Shadow on the Hearth by Judith Merril

Judith Merril’s novel SHADOW ON THE HEARTH (1950) was adapted for The Motorola Television Hour as “Atomic Attack.”

Science fiction’s Golden Age—from 1940 to 1960, approximately—saw the genre move from the margins of the culture toward its center. For women who began writing during these years, including Judith Merril, Carol Emshwiller, Andre Norton, and others who have been all but lost to history, SF magazines proliferated and paid them increasingly well for their work; a new generation of editors demanded better-crafted sentences and new approaches to already established themes. Book publishers, both genre-specialist and mainstream, increasingly sought story collections, novels, and anthologies.

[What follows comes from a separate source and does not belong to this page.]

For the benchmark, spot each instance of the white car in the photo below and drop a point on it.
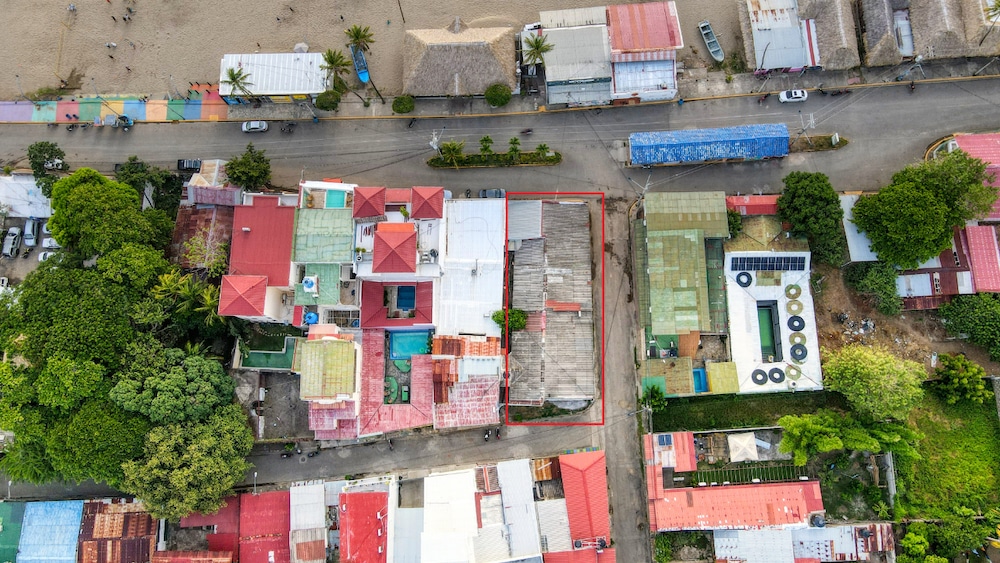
(793, 96)
(254, 126)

Enabling professional literary careers for some of the writers included in The Future Is Female!, growing audiences also enjoyed SF radio shows, comic books, and movies; Merril became the first woman (and one of the first authors of any gender) to have her SF adapted for television. In the wake of Hiroshima and Nagasaki, the stakes involved in speculation about the future increased exponentially, drawing mainstream authors and critical attention to the genre.

By the 1960s, with the advent of the Space Age, some of the wildest imaginings of the genre’s pioneers had become matters of fact: supercomputers, robots, lasers, and lunar exploration programs were now entirely real. For the generation of women beginning their careers during these years—writers including Sonya Dorman, Ursula K. Le Guin, and Joanna Russ—changing times seemed to have overtaken much of the SF they had grown up reading. Rethinking their predecessors’ often utopian investments in the world-altering potential of the hard sciences, they turned to psychology, anthropology, and sociology, and to modernity’s many discontents, exploring themes like consumerism, overpopulation, virtual reality, corporatism, and the technoscientific manipulation of sex and gender.

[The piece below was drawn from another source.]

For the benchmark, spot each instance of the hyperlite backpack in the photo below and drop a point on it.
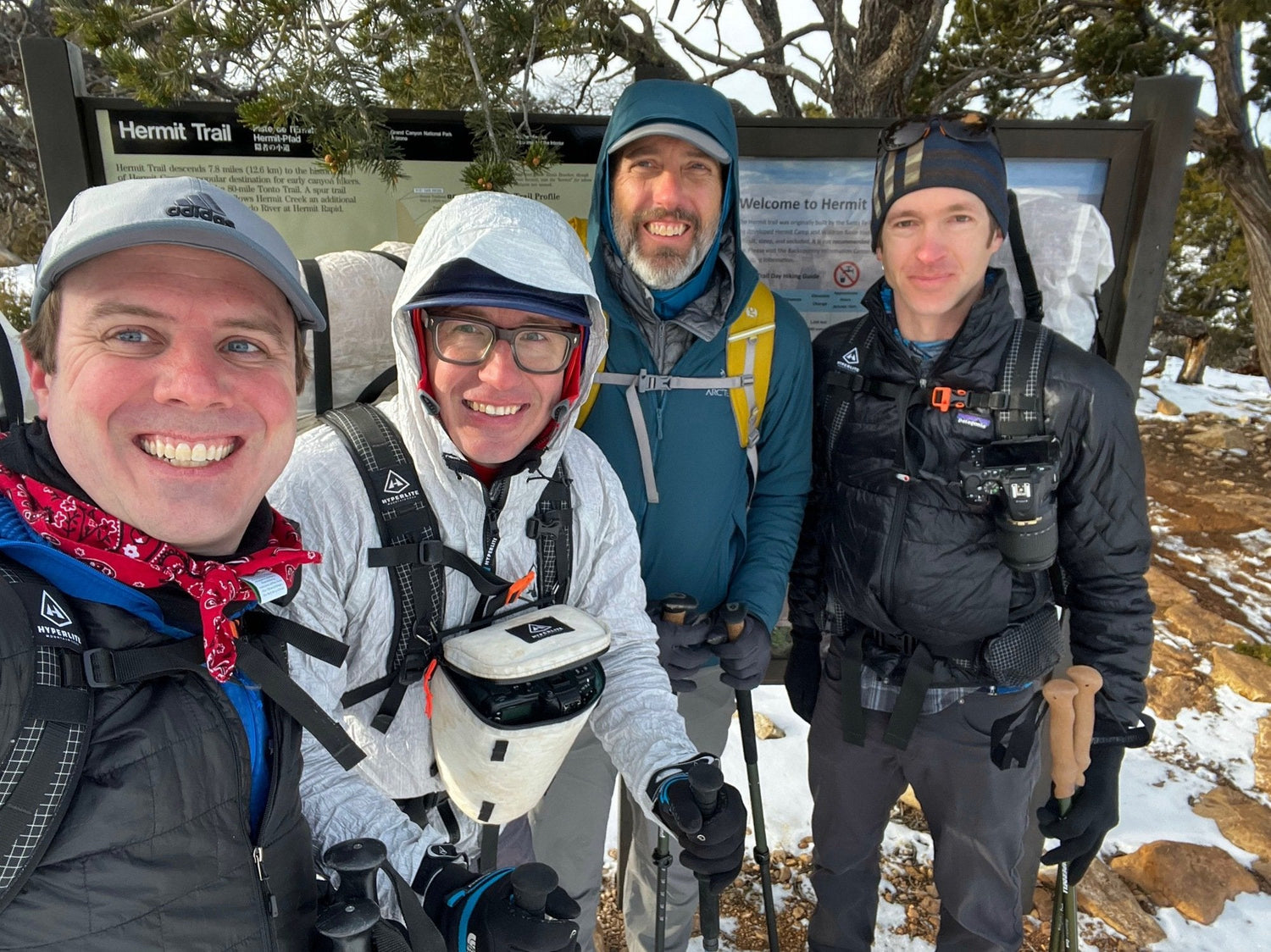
(411, 548)
(46, 710)
(45, 716)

Ursula K. Le Guin and Joanna Russ

Ursula K. Le Guin and Joanna Russ (dates unknown).

Most notably, these “New Wave” writers (as they came to be called) not only experimented with more contemporary subject matter but with form, style, and modes of expression. For inspiration, some looked to avant-gardes in art, music, and literature, as well as to futurity. More than ever before, they saw their stories appear in literary or mainstream magazines, and deliberately crossed genres; the “science fiction” of earlier generations became, more popularly, “speculative fiction.”